Earlier, I discussed the need for private and public cooperation in the field of education. The same approach is also needed in the field of medicine. I am aware of perceptions that private health care in Kenya is expensive - health care worldwide, in fact, is becoming more expensive every year. Sophisticated equipment is increasingly costly, and new technologies are replacing old ones at shorter and shorter intervals. More and more, the treatment of complex cases is calling for teams of specialized professionals rather than single generalists.
The Aga Khan Hospitals in Kenya, and everywhere else they exist - in India, Pakistan, Afghanistan and Tanzania - operate on a non-profit basis - no dividends are ever distributed, but they also aim to operate on a break even, self-sustaining basis. In this way, if new external funding is available, it can provide for expanded facilities, new buildings and expensive new equipment, rather than compensating for operating losses. This is the only way that private institutions can provide ever-improving services, which will, in turn, have a beneficial impact on the quality of medical practice for the whole of society.
Even as we recognize the realities of private medical care, so we must recognize the importance of the public health care sector. In discussing this topic, I want to acknowledge the importance of the Kenyan Ministry of Health’s assertive push towards a national health sector strategic plan. Such plans are essential not only for Kenya, but also for other developing countries. They should, no doubt, be drawn in wide consultation with all the stakeholders, including those from the private sector, who are the majority providers in Kenya.

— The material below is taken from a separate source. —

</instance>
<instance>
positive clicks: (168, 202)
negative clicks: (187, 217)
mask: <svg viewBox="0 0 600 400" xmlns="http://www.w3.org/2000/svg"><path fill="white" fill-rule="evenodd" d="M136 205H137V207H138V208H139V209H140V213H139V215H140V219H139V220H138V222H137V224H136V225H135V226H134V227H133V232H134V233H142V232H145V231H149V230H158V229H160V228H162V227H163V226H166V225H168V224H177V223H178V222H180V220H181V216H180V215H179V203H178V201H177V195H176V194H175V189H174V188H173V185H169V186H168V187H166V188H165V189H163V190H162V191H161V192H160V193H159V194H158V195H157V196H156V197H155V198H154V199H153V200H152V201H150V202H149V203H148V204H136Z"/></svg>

In such plans, the question of human resources will be central. How will Kenya retain as many of its qualified practitioners as possible, reversing the trend toward a greater foreign migration of medical and nursing personnel? How can we attract back the Kenyan professionals who have left to practice elsewhere? The answers will be complex. But the creation of a world class health care faculty for the Aga Khan University, and the expansion of its teaching hospital, should make an important contribution to that goal, and thus to the achievement of global best practice standards throughout the region.